The raven in this story is a compound of two great originals, of whom I was, at different times, the proud possessor. The first was in the bloom of his youth, when he was discovered in a modest retirement in London, by a friend of mine, and given to me. He had from the first, as Sir Hugh Evans says of Anne Page, ‘good gifts’, which he improved by study and attention in a most exemplary manner. He slept in a stable—generally on horseback—and so terrified a Newfoundland dog by his preternatural sagacity, that he has been known, by the mere superiority of his genius, to walk off unmolested with the dog’s dinner, from before his face. He was rapidly rising in acquirements and virtues, when, in an evil hour, his stable was newly painted. He observed the workmen closely, saw that they were careful of the paint, and immediately burned to possess it. On their going to dinner, he ate up all they had left behind, consisting of a pound or two of white lead; and this youthful indiscretion terminated in death.

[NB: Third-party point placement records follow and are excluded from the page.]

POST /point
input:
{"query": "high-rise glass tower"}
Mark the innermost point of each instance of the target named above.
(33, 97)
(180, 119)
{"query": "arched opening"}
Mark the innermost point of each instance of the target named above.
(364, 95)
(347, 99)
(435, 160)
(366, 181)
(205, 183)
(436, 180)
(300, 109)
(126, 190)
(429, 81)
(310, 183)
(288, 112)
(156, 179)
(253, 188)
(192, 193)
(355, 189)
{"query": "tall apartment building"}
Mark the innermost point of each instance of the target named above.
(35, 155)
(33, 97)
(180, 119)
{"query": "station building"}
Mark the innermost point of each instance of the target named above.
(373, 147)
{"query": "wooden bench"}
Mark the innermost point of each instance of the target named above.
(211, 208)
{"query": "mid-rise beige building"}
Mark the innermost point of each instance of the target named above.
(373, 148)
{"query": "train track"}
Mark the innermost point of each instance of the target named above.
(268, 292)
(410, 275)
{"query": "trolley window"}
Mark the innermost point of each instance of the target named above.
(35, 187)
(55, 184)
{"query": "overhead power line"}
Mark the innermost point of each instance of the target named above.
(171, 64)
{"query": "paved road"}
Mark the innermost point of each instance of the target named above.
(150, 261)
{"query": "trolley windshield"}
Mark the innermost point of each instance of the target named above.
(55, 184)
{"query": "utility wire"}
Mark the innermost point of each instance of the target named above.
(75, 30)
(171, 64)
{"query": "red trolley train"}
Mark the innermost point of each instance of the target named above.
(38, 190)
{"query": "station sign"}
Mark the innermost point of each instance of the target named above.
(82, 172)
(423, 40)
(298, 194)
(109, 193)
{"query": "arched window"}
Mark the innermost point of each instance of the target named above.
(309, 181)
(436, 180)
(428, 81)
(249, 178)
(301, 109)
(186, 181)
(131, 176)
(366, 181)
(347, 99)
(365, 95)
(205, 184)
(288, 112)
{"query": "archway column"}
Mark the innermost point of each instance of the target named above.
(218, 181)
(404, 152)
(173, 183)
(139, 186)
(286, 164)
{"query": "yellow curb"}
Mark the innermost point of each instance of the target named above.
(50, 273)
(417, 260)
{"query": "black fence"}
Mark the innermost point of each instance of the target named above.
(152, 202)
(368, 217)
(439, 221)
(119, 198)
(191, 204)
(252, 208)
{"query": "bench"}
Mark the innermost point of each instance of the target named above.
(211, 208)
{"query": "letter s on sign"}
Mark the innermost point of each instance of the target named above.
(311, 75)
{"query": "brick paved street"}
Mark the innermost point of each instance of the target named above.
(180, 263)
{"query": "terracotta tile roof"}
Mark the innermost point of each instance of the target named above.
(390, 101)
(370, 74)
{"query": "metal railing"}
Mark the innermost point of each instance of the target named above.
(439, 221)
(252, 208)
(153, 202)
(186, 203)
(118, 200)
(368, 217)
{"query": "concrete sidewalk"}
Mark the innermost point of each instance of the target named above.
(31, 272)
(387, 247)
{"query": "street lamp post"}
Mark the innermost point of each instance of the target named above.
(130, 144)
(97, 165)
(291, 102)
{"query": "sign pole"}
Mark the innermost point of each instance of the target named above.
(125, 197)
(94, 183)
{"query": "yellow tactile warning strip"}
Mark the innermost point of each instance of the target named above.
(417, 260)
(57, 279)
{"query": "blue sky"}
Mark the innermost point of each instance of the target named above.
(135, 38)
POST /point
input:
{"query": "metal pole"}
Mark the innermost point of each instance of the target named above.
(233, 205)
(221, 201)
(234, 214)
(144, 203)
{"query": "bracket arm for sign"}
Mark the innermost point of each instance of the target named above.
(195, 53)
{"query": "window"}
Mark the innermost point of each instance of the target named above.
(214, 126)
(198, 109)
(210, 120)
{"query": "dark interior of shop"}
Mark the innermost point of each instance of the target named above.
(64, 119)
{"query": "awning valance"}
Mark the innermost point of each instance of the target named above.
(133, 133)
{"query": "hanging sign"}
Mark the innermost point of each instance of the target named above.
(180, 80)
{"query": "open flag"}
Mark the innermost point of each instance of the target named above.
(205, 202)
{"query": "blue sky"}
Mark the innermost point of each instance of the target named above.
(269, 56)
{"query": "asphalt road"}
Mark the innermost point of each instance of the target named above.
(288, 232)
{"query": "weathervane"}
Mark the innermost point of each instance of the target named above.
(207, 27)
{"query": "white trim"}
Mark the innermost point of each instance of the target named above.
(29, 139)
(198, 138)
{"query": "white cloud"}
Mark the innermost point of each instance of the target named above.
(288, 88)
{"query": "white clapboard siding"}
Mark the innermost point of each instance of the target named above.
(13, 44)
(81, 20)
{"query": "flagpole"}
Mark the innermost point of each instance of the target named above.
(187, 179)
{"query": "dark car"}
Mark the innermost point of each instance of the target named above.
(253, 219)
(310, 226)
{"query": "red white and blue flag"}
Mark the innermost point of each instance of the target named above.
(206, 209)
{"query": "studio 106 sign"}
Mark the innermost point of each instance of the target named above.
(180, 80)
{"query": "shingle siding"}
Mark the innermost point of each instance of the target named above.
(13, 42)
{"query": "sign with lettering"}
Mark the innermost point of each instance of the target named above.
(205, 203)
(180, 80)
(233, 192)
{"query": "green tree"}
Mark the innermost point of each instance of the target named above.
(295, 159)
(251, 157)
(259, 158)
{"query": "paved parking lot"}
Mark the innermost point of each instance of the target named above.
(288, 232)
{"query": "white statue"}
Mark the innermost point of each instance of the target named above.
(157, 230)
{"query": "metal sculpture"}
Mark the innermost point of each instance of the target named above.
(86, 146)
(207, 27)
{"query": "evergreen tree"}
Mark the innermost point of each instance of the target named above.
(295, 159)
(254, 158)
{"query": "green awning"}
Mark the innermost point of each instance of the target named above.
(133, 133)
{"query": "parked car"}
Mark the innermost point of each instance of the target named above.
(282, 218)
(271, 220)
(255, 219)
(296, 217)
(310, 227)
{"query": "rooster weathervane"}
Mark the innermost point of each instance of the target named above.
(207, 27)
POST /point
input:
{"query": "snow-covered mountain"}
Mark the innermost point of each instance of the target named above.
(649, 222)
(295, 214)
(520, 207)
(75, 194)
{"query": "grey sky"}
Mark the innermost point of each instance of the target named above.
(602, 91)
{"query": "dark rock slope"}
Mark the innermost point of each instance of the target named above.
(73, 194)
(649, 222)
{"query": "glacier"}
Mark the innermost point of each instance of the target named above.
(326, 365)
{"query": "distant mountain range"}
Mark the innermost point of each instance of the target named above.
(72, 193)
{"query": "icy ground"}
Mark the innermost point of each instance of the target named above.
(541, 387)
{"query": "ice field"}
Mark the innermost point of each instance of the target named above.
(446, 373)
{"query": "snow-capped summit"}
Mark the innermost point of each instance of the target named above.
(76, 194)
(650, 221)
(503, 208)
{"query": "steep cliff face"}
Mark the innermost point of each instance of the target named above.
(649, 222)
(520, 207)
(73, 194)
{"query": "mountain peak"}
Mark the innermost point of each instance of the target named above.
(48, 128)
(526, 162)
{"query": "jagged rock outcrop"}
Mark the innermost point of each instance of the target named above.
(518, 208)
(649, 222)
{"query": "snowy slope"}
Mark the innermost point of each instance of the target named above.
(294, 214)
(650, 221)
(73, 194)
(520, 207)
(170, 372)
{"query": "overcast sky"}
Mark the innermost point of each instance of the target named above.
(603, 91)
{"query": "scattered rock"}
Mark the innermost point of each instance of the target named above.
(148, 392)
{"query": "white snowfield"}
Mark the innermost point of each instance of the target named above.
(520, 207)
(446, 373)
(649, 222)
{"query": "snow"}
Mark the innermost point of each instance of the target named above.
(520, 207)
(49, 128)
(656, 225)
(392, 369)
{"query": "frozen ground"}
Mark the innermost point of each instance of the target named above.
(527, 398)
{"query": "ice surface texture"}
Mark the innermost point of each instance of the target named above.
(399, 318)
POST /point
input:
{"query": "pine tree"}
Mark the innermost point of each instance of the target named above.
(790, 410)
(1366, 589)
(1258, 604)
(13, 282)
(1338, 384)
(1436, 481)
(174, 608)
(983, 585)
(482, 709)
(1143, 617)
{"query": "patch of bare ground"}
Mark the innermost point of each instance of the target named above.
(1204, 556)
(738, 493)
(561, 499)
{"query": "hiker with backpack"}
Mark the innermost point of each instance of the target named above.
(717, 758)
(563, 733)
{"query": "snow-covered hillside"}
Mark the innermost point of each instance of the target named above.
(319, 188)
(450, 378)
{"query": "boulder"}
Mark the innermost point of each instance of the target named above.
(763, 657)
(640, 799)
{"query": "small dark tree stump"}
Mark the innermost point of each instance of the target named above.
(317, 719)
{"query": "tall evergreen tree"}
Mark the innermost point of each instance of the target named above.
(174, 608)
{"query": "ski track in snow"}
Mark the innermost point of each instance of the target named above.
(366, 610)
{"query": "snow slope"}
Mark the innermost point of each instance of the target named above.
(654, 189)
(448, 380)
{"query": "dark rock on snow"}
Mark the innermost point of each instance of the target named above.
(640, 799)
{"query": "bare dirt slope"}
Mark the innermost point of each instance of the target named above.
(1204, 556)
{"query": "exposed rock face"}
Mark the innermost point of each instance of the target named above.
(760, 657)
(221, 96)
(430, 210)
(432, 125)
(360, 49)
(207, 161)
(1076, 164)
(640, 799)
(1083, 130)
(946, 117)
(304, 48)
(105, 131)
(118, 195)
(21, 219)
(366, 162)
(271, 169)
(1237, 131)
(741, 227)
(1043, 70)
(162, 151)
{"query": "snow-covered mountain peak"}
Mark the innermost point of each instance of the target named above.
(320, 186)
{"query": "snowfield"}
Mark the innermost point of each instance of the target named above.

While I was yet inconsolable for his loss, another friend of mine in Yorkshire discovered an older and more gifted raven at a village public-house, which he prevailed upon the landlord to part with for a consideration, and sent up to me. The first act of this Sage, was, to administer to the effects of his predecessor, by disinterring all the cheese and halfpence he had buried in the garden—a work of immense labour and research, to which he devoted all the energies of his mind. When he had achieved this task, he applied himself to the acquisition of stable language, in which he soon became such an adept, that he would perch outside my window and drive imaginary horses with great skill, all day. Perhaps even I never saw him at his best, for his former master sent his duty with him, ‘and if I wished the bird to come out very strong, would I be so good as to show him a drunken man’—which I never did, having (unfortunately) none but sober people at hand.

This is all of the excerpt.